Future stars aren’t hard to find on the field, either.

With Curtis Granderson, Chris Sale and Max Scherzer among the alumni, the Northwoods League has served as a meaningful stepping stone for many a college player to a professional career over two-plus decades. The reach of this 18-teams-and-growing league designed to simulate the minor league grind has only increased.

“I enjoy playing the game. It’s a muse to me,” Contreras said. “If the draft does happen for me, then I have that confidence I’ve lasted that many games and can do it here.”

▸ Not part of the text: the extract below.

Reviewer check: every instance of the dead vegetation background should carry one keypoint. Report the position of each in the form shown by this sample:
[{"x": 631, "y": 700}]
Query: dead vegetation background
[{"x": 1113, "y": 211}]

The Northwoods League founders weren’t sure how long it would last past its 1994 inception. Dick Radatz Jr., a former college player with operational and promotional experience in the minor leagues and with major league spring training in Florida, needed a job and wanted to stay in the sport. So he helped spawn the league with a $25,000 down payment that drained his savings. There were five teams then, two of which remain in operation in their original city.

“A little bit of inspiration and a little bit of desperation,” Radatz said. “In the early years we were robbing Peter to pay Paul. If you had a good night in Wausau you had to get that money down to Dubuque to pay those bills.”

With a shorter season than the minors, the Northwoods League had fewer bad-weather nights on which to sell tickets. Games were affordable for families, and some teams created all-inclusive party decks to keep 20-somethings coming.